1A snake-like fish with a slender elongated body and poorly developed fins, proverbial for its slipperiness.
Order Anguilliformes: many families, in particular Anguillidae, which comprises mainly freshwater eels that breed in the sea, including the common Anguilla anguilla of Europe and A. rostrata of America
- ‘Towards the centre of the pier pipefish, mussels galore, conger and common eels, ballan wrasse and cuttlefish lurked.’
- ‘There are also rudd, bream, eels, gudgeon, crucian carp, tench, minnows, perch, sticklebacks, the odd trout, pike and barbel present.’
- ‘If you hook the eel further back, the body of the eel will fold up along the shank of the hook causing it to spin and you can do without that hassle.’
- ‘It's basically something which looks like it has the head of a horse and the body of an eel.’
- ‘Among these clades are such diverse forms as arawanas, knifefishes, mormyrids, eels, tarpon, and herring.’
- ‘This shark feeds primarily on bony fishes such as parrot, trigger, squirrel, surgeon, damsel and goat fishes as well as eels.’
- ‘Rough fish comprise the American eel, black sucker, dogfish, gar, lamprey eel, redhorse, sheephead, and white sucker.’
- ‘Conger eels are difficult to confuse with other species of fish.’
- ‘Most of the intriguing species were examined only in death; dragged in by fishermen's nets, such as the giant spider crab, sharks, scorpion fish and snake eels.’
- ‘Conger eels, some as long as my father's leg, were hard to deal with but good to eat - we tried to smoke them by sticking them up the chimney and burning pine driftwood underneath.’
- ‘The earliest ichthyosaurs had long, flexible bodies and probably swam by undulating, like living eels.’
- ‘Conger eels are extremely common in the UK, quick to colonise wrecks, boulder reefs and rough ground.’
- ‘Many species feed on elongated fish, such as eels, which they paralyze with their venom.’
- ‘Paul contacted the Environment Agency and Yorkshire Water, which are now investigating the cause of the deaths of a number of fish including pike, eels and roach.’
- ‘Cut the eel, monkfish, haddock or whatever into large chunks, much longer and fatter than you could eat in one go.’
- ‘To this small band of anglers, the eel is a mysterious fish worthy of time and dedication.’
- ‘Any form of fish bait produced either eels or pike.’
- ‘Bottlenose dolphins feed on squid, shrimp, eels and a wide variety of fish.’
- ‘The American eel and the Japanese eel face similar fates.’

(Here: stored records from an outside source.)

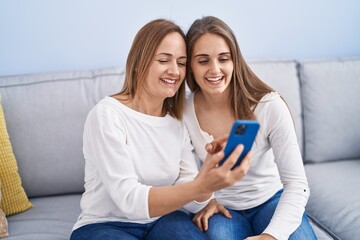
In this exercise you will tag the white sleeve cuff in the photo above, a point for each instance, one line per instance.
(195, 206)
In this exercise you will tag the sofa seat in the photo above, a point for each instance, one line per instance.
(341, 203)
(39, 222)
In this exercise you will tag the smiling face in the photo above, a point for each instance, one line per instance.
(211, 64)
(167, 69)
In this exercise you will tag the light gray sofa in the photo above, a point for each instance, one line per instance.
(45, 114)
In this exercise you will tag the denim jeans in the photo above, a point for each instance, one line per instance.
(251, 222)
(176, 225)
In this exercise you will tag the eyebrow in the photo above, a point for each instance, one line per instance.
(169, 55)
(206, 55)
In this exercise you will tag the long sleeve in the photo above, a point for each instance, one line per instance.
(105, 147)
(282, 138)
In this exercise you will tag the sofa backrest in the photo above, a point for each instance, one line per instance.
(331, 106)
(283, 77)
(45, 115)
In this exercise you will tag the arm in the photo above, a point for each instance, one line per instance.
(105, 147)
(282, 137)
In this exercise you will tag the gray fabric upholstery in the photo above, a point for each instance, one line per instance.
(335, 197)
(282, 76)
(331, 102)
(45, 114)
(51, 218)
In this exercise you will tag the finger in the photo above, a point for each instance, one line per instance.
(231, 160)
(244, 167)
(246, 162)
(224, 211)
(216, 145)
(205, 219)
(212, 160)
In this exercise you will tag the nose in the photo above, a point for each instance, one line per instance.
(214, 67)
(173, 69)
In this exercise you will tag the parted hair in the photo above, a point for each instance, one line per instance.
(140, 56)
(246, 89)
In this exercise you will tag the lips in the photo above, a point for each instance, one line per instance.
(214, 79)
(168, 80)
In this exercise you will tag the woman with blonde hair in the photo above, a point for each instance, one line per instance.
(139, 165)
(269, 202)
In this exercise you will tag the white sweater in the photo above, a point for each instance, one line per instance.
(277, 164)
(126, 153)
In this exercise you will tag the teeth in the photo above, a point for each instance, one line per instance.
(171, 81)
(214, 79)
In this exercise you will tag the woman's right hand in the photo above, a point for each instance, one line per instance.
(201, 218)
(213, 177)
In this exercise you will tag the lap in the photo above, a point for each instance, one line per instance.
(106, 231)
(223, 228)
(176, 225)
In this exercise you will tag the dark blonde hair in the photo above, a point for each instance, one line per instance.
(246, 88)
(141, 54)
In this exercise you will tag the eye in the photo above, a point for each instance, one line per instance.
(203, 62)
(182, 64)
(223, 60)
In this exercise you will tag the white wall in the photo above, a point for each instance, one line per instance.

- ‘Fishing for glass eel could also continue if these eels are used for restocking rivers but not used for aquaculture.’
- 1.1Used in names of unrelated fishes that resemble the true eels, e.g. electric eel, moray eel.
- ‘Electric eels are not really eels, they are actually ostariophysians, but have a strong physical resemblance to true eels.’
- ‘With its elongated snake-like body, the Leopard Moray eel moves very gently from one end to the other in the tank.’
- ‘Moray eels, garfish and trumpetfish were roaming and snapping at a plethora of potential prey.’
- ‘Moray eels may look aggressive but that is because they need to gulp water continuously to force it through their gills.’
- ‘Moray eels, nudibranchs, stingrays, shellfish, sea urchins and sea stars were out and about, while the polyps of black corals and other gorgonians were feeding.’
- (as) slippery as an eel
1Too slippery to catch hold of or hold on to.‘the ball was as slippery as an eel’
- 1.1Elusive or evasive.‘the man was wanted in a dozen countries but was as slippery as an eel’
- 1.1Elusive or evasive.
Old English ǣl, of Germanic origin; related to Dutch aal and German Aal.